Friday, December 17, 2010

Picower Estate Settles For $7 billion


AP source: Madoff trustee gets $7B settlement
AP source: Madoff trustee reaches $7B settlement with estate of Fla. philanthropist


NEW YORK (AP) -- The trustee recovering money for Bernard Madoff's burned investors has reached a $7.2 billion settlement with the estate of a Florida philanthropist and businessman.

The figure was provided Friday to The Associated Press by a person familiar with the civil case against the estate of Jeffry Picower. The person was not authorized to speak publicly about the settlement and spoke on condition of anonymity.

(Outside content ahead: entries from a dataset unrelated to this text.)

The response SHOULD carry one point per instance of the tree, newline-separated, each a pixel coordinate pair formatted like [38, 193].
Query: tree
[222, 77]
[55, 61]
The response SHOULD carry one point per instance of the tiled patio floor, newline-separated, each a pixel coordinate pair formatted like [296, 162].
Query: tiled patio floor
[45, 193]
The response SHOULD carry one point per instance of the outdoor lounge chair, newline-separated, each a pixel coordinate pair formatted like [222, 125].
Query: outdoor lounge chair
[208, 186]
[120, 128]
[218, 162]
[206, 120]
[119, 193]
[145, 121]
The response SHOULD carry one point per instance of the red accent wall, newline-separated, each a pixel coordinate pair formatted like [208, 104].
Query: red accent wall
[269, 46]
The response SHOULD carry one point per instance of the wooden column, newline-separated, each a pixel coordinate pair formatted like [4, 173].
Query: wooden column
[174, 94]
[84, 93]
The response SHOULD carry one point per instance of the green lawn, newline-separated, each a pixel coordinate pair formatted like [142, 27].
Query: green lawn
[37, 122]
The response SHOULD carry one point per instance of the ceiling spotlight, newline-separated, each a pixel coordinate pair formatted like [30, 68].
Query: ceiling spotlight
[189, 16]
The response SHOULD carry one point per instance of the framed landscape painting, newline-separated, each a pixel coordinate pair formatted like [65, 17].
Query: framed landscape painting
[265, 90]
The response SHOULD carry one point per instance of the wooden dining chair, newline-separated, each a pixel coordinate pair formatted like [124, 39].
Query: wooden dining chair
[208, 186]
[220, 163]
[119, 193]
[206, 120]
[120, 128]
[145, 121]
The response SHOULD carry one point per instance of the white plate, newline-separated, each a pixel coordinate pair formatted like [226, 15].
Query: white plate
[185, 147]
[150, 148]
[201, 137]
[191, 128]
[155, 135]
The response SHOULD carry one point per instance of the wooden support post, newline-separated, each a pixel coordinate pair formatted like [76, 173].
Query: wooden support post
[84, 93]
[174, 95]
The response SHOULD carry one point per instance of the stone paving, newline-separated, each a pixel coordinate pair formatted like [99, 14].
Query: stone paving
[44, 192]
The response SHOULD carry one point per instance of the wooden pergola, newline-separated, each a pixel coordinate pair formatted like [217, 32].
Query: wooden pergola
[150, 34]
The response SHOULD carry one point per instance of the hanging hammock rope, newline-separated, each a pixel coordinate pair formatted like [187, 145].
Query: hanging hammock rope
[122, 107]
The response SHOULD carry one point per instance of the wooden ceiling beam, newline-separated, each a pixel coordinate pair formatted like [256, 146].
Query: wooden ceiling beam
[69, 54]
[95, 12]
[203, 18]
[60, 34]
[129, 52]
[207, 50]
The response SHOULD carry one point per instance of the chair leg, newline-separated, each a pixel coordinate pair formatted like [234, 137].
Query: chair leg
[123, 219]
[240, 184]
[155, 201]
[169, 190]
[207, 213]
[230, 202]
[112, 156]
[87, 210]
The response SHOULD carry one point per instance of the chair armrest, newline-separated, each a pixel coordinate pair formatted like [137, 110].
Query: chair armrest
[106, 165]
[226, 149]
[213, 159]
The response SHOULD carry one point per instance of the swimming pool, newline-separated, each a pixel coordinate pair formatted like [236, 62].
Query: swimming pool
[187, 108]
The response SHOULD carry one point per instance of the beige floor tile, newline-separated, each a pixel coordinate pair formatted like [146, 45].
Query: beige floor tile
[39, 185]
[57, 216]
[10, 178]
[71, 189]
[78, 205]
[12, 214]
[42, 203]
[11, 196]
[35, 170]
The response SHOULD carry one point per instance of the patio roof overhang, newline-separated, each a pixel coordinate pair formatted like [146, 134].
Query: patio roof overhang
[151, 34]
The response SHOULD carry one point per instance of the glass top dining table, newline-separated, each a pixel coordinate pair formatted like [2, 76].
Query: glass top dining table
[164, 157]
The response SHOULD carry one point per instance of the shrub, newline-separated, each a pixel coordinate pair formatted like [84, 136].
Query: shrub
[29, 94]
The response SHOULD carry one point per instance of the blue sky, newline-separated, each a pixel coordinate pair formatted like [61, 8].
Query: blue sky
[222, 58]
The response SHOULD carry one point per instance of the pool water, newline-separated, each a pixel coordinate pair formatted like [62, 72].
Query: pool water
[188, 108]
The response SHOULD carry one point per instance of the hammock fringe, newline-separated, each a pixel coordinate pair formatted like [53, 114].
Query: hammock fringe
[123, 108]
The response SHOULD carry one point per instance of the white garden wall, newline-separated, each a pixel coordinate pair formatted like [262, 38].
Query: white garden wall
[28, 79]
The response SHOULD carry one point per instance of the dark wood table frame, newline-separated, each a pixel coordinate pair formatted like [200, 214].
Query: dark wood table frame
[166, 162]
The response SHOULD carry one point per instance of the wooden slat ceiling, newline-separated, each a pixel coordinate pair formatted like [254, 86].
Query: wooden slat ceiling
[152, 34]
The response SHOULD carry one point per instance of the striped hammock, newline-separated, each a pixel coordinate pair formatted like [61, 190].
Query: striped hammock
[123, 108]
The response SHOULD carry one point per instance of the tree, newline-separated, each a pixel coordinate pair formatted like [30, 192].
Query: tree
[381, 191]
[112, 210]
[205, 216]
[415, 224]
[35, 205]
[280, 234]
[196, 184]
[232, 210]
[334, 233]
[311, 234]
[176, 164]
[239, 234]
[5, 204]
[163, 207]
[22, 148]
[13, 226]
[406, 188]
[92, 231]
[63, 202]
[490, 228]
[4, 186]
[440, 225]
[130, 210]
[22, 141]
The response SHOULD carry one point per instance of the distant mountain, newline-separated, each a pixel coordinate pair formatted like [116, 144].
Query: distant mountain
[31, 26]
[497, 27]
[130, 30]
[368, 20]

Court-appointed trustee Irving Picard planned an announcement Friday in Manhattan.

Picower drowned after suffering a heart attack in the swimming pool of his Palm Beach, Fla., mansion on Oct. 25, 2009.

THIS IS A BREAKING NEWS UPDATE. Check back soon for further information. AP's earlier story is below.

NEW YORK (AP) -- The trustee recovering money for Bernard Madoff's burned investors has reached a settlement with the estate of a Florida philanthropist and businessman who made billions of dollars off the fraud.

Court-appointed trustee Irving Picard planned an announcement Friday in Manhattan about the estate of Jeffry Picower, who drowned after suffering a heart attack in the swimming pool of his Palm Beach, Fla., mansion on Oct. 25, 2009.

The amount of the settlement was not immediately made public.

Picower, who was 67 when he died, invested many years ago with Madoff. Picard's investigators said that, over time, he withdrew about $7 billion in bogus profits from his accounts. That amounts to more than a third of the dollars that disappeared in the scandal.

That money was supposedly made on stock trades, but authorities said that in reality it was simply stolen from other investors.

Picower's lawyers claimed he knew nothing about the scheme, but the trustee argued in court papers that he must have known that his returns were "implausibly high" and based on fraud.

Lawyers for Picower's estate have been in negotiations with the trustee for some time.

After Picower drowned, his will revealed that he had earmarked most of his fortune for charity, but his widow said in a statement that the family wished to return some of it to Madoff's victims through "a fair and generous settlement."

A huge charitable foundation that Picower had created with part of his fortune closed in 2009 after its assets were wiped out in the Madoff fraud.

It had donated hundreds of millions of dollars to colleges, libraries and other nonprofit groups.